Grant deadlines for DEB are coming up and this has me thinking about the best way to go about actually doing the computation that I’m proposing to do. Since my lab is still in its early “get up and running” phase, I’m also in a position to invest in new resources and set up some standard operating procedures for the future. This is an issue that all phylogeneticists struggle with at one point or another, so I thought it would be useful to poll the community. What do you use for big analysis jobs in your lab?
Like many people in my generation of phylogenetics, I started out in the days of taping warning notes to monitors (Figure 1) (i.e., cobble together whatever desktop machines one can get hands on…and then jealously guard them from
the enemy lab-mates for the months it takes your analysis to finish). Times have obviously changed since then and we aren’t, as a field, nearly as computationally limited as we were 10 or even 5 years ago. Many free or easily accessible computing options are now available: CIPRES, iPLANT discovery environment, Amazon’s EC2, XSEDE (formerly TeraGrid), and any number of university/college/departmental clusters…and that’s not to mention the homebuilt clusters and trusty (dusty) desktops sitting in the corners of our labs. The workhorse software of our field is also faster than it used to be, allowing us to get more done in the same amount of time, irrespective of the hardware being used.

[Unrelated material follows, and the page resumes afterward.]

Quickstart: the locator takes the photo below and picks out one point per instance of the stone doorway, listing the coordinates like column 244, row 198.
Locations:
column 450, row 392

For the last few years, I’ve enjoyed the benefit of having my own small but speedy cluster (built cheaply using commodity parts), as well as a TeraGrid allocation. These have worked well for my needs: they’ve allowed me to get analyses finished in a timely fashion; run many tests and toy analyses without feeling limited; lend time to coworkers in a pinch…and aside from all that, the cluster allows for lots of satisfying tinkering during off hours. All that said, the TeraGrid allocation is now finished, the large cluster on Maui that I’d been hoping to get an allocation on is no longer available, and I’m already seeing that the tropical climate here on Oahu is hell on hardware (e.g. my monitor fills up with condensation anytime I leave it off for more than a day or two). I’m thinking about eventually moving completely into EC2 and XSEDE and not having to worry about hardware at all.
I’d appreciate learning about the experiences that others have had. What is your preferred solution for phylogenetic computing?